Às vezes, quando alguém passa em revista os acontecimentos que antecedem uma relação amorosa, a frase aconteceu naturalmente acaba por vir à baila enquanto se descreve a coisa. Pois bem, esta é uma daquelas frases que não nos servem de nada neste momento. Entre Rita e o meu amigo poeta nada aconteceu naturalmente. E, pensando bem no caso, as coisas não podiam ter ocorrido de outra forma que não fosse a menos natural de todas.

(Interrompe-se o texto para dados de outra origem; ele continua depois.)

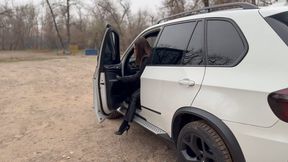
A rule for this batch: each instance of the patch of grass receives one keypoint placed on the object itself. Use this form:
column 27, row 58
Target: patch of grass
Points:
column 19, row 59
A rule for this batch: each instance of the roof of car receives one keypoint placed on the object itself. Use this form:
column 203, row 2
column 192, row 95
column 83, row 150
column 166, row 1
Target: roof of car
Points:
column 222, row 13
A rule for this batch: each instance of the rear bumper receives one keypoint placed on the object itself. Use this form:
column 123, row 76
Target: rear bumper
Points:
column 262, row 144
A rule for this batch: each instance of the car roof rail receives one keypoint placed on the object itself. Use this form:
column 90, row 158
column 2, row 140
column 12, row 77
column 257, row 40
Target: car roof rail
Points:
column 243, row 5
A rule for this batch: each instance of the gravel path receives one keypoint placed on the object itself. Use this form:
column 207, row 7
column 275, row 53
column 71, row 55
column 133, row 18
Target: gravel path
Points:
column 46, row 115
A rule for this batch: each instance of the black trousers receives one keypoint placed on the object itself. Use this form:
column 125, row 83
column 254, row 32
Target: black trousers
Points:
column 134, row 103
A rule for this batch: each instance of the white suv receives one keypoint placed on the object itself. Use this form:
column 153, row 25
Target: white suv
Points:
column 216, row 85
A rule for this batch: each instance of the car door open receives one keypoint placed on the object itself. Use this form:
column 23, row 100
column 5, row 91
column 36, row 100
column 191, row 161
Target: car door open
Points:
column 107, row 90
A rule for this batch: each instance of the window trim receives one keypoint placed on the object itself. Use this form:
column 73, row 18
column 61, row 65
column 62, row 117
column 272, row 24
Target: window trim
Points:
column 240, row 33
column 177, row 23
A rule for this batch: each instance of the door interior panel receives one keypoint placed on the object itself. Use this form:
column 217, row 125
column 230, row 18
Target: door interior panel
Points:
column 115, row 89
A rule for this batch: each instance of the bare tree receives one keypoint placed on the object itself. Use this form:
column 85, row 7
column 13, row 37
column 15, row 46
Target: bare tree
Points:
column 55, row 24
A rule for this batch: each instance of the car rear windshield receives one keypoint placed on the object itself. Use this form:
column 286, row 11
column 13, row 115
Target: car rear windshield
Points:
column 279, row 23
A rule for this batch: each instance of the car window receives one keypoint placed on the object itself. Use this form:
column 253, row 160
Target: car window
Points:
column 279, row 23
column 195, row 53
column 172, row 44
column 224, row 44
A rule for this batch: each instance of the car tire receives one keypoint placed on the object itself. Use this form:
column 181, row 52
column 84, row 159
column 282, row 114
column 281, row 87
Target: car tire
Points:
column 199, row 142
column 114, row 115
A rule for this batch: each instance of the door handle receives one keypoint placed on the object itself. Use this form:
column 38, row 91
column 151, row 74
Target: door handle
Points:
column 186, row 82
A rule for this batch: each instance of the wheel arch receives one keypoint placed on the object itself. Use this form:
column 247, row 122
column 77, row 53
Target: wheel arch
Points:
column 185, row 115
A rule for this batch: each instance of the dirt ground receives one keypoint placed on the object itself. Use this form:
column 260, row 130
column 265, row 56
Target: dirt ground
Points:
column 46, row 115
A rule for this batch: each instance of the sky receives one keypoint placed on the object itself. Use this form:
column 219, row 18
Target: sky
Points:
column 145, row 4
column 151, row 5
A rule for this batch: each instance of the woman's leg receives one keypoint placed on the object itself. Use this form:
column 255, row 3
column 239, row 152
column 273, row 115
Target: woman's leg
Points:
column 135, row 102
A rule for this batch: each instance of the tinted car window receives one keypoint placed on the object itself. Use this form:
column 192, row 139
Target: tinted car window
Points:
column 224, row 43
column 172, row 43
column 195, row 52
column 279, row 23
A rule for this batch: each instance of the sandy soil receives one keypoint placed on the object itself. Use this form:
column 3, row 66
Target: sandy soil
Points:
column 46, row 115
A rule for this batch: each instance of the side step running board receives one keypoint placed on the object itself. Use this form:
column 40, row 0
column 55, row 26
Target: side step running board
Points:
column 144, row 123
column 149, row 126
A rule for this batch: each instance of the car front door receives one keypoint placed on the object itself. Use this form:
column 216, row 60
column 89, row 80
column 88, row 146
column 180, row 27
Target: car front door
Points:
column 106, row 88
column 176, row 73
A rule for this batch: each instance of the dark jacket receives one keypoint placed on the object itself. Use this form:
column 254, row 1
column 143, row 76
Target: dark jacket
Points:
column 136, row 77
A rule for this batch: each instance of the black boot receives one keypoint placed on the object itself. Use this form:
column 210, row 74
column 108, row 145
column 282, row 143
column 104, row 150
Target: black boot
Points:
column 123, row 127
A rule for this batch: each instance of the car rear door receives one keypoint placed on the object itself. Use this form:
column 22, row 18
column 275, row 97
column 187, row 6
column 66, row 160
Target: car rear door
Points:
column 176, row 73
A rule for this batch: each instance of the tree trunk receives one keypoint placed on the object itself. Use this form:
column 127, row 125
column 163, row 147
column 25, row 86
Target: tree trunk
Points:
column 68, row 26
column 55, row 24
column 206, row 3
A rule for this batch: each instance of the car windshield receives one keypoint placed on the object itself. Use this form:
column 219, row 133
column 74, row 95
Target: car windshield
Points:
column 279, row 23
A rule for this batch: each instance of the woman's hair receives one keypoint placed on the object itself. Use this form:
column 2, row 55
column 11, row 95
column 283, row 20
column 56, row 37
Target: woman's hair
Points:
column 143, row 48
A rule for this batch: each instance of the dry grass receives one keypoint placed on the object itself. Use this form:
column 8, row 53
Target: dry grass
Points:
column 46, row 115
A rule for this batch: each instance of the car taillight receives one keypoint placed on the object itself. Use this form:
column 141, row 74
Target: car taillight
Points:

Mal terminámos o peixe, um golpe do acaso livrou-nos do maldito escultor. Alguém lhe mandou um bip (não me perguntem porquê, mas o tipo tinha mesmo um bipper e dava-se com pessoas que também o utilizavam) para lhe dizer que lhe tinham assaltado o atelier. O incidente acabou por livrar-nos também da barbie, que se disponibilizou de imediato a acompanhá-lo, o que não correu tão bem quanto isso, mas o profundo alívio de vermos aquele distinto cavalheiro pelas costas compensava facilmente tudo o resto. Lembro-me perfeitamente do sorriso largo do meu amigo poeta assim que percebeu que a palavra assalto se referia a um espaço que o afectava directamente.

A conversa passou a fluir muito mais livremente. Já não tínhamos de ouvir monólogos intermináveis. As descrições sobre a obra do escultor deram lugar a relatos em que o humor e a boa disposição eram a nota dominante. À medida que os convivas iam bebendo e conversando, reparei que o meu amigo poeta e Rita se fixavam cada vez mais um no outro, até que chegou um momento em que se abstiveram da discussão principal e começaram a falar sozinhos. Não era uma discussão amena. Pelo contrário, sempre que a oportunidade se apresentava, picavam-se um ao outro sem qualquer hesitação. Os termos em que o faziam não eram propriamente pacíficos.

Contudo, tiveram sempre tacto suficiente para que a conversa não azedasse tanto que fosse impossível retroceder para terrenos mais amenos. E, talvez mais importante que tudo o resto, pareciam estar a gostar daquilo.